Set during the Old West, Billy Blazes, Esq.
gives Harold Lloyd some great gunplay scenes, holding two pistols at once and accurately pointing them even when facing away. Alas, he does not enter the short until five minutes in. The ending/epilogue is very weak too, but the scenes of Lloyd whipping guns out of others' hands and holding them akimbo are excellent.
Get Out and Get Under
is another Lloyd short where the middle is much stronger than the start and end. Lloyd's love heartbreak in the intro is a bit 'eh' and his play performance at the end is just okay. Watching him jump in and out of moving cars while evading the police in the middle stretch is Classic Lloyd comedy gold though (and a fun Hot Water
Broke and unable to pay his rent, Lloyd has several funny moments in Bumping to Broadway
that predate Safety Last!
as he tricks his landlady and an employee of hers who tosses out non-paying tenants... literally.
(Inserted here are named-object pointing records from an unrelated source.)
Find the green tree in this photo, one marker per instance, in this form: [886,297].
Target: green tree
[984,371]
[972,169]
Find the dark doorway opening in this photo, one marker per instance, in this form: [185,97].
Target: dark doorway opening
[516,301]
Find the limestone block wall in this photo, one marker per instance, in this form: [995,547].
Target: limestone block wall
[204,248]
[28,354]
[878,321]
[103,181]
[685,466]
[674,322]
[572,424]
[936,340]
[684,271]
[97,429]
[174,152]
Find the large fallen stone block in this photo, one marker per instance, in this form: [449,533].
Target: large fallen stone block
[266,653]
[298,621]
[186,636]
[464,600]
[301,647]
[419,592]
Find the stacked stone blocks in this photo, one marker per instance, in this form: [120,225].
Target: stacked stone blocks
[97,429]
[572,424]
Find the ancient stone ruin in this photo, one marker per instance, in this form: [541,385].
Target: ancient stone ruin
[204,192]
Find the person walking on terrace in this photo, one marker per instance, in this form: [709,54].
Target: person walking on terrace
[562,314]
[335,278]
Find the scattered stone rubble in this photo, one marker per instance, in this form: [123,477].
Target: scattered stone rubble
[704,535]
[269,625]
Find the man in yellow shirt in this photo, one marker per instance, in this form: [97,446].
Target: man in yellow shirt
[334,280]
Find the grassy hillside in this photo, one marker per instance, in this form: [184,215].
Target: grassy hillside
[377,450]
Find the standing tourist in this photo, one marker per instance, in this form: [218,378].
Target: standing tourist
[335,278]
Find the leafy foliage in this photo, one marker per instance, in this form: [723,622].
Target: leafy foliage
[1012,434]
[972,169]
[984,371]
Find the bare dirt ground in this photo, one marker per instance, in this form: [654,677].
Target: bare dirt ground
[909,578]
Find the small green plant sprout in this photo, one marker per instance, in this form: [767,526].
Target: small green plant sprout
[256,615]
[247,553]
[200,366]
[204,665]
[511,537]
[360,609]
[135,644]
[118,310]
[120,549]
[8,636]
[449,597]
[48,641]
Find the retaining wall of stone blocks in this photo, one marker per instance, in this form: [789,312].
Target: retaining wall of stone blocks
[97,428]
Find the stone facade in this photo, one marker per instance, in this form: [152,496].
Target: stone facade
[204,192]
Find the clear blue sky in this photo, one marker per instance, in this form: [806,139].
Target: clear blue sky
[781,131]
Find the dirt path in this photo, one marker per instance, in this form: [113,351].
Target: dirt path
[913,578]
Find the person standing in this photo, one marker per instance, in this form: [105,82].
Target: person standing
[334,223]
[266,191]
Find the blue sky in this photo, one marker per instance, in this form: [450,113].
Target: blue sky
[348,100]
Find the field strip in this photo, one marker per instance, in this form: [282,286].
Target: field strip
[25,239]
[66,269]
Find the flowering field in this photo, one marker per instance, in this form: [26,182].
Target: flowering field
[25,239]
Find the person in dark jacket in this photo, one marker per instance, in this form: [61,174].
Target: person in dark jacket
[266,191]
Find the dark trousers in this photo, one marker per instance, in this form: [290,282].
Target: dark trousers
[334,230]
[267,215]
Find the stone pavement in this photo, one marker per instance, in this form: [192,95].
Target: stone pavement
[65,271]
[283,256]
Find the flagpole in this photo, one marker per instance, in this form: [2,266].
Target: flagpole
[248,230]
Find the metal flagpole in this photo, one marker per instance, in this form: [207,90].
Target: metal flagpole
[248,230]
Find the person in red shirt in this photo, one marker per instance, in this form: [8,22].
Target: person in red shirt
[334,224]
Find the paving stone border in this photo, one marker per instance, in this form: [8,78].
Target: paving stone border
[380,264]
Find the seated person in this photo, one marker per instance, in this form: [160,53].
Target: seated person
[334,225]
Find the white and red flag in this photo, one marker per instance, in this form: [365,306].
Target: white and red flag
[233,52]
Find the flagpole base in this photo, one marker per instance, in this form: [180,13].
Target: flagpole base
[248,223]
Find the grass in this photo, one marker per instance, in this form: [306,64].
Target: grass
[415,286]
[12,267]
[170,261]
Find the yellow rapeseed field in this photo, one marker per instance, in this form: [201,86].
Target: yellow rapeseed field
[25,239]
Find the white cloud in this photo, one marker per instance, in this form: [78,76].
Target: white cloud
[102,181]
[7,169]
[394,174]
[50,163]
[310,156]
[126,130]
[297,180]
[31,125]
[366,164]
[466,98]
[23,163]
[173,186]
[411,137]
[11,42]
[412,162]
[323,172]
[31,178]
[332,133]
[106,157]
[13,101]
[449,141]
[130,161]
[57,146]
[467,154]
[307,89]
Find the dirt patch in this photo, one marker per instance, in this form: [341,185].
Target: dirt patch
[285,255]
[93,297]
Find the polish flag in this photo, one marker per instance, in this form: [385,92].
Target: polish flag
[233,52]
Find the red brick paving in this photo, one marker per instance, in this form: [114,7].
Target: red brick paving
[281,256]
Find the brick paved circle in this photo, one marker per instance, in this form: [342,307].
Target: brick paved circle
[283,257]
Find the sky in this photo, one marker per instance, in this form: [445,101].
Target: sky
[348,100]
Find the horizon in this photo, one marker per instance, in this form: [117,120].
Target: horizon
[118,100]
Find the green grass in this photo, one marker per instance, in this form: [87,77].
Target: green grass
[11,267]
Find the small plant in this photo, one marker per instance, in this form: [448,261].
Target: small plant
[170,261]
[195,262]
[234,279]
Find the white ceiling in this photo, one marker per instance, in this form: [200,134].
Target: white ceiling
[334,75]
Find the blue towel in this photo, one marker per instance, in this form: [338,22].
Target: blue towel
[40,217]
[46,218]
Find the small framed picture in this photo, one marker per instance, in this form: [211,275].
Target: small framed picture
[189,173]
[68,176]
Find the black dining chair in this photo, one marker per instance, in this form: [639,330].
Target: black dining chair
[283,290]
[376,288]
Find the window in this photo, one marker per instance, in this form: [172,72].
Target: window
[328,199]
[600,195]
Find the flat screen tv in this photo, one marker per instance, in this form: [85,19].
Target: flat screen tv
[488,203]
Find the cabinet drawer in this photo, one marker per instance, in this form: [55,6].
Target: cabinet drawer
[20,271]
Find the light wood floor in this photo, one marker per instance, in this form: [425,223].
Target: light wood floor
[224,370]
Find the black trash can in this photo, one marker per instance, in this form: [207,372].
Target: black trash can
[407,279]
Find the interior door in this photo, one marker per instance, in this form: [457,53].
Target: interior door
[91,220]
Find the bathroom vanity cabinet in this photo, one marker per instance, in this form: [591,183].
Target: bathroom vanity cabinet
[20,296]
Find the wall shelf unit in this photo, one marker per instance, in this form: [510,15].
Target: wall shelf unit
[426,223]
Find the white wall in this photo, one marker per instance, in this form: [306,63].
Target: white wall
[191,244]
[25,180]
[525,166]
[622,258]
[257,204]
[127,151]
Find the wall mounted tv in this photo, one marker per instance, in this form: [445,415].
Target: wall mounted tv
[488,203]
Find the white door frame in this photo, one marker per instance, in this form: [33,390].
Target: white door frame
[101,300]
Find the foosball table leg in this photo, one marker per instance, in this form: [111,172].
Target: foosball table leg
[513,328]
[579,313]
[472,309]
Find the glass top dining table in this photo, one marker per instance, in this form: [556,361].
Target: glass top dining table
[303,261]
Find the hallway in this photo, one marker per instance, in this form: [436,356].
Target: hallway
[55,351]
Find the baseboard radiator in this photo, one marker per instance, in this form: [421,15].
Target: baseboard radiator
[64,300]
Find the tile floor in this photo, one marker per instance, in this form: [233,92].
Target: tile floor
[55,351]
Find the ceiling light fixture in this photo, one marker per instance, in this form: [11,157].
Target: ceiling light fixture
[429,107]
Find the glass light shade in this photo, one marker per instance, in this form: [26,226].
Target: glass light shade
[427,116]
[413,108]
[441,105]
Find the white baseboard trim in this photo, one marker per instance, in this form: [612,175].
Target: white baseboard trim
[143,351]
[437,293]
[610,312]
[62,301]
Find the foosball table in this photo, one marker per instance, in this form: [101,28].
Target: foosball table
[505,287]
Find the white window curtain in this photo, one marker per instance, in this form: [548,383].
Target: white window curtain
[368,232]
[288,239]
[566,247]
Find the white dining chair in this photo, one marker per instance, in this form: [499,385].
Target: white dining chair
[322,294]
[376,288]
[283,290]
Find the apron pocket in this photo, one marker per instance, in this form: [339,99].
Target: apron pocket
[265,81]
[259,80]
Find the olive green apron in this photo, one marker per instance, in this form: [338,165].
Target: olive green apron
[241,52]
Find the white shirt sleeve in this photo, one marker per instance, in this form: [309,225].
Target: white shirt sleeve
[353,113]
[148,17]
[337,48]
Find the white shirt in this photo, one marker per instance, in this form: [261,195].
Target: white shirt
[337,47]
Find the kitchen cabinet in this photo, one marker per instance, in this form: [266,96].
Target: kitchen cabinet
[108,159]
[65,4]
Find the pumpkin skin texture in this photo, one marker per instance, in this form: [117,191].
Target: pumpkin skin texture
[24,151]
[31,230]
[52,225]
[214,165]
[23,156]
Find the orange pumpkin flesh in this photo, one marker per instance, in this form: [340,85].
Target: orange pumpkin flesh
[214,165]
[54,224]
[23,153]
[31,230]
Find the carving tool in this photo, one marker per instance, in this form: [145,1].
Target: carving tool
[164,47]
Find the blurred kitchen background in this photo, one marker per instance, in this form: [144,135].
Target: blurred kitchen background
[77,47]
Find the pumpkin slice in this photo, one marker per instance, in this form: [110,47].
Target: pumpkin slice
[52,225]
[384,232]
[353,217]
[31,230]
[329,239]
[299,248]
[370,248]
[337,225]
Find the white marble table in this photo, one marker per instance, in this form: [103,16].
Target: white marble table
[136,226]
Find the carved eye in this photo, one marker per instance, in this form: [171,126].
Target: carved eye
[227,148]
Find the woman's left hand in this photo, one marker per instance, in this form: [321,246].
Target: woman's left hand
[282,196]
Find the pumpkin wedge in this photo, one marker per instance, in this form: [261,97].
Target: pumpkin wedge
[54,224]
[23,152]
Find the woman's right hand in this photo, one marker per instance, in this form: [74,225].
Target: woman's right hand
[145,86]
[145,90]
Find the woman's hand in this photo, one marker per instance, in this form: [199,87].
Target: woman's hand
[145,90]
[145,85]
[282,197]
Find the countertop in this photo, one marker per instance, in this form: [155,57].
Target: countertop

The rest of the short is a bit of an up-and-down bag, but seeing Bebe Daniels in a Lloyd short was something else (I expected Mildred Davis).
In By the Sad Sea Waves
, Harold is a young and upcoming lifeguard who does his best to annoy the older, more experienced lifeguard on his beach while trying to romance various young women. There are some fun antics with his various rescue attempts but most of the comedy comes from hoses in faces and changing room mix-ups, which are mostly sans Lloyd.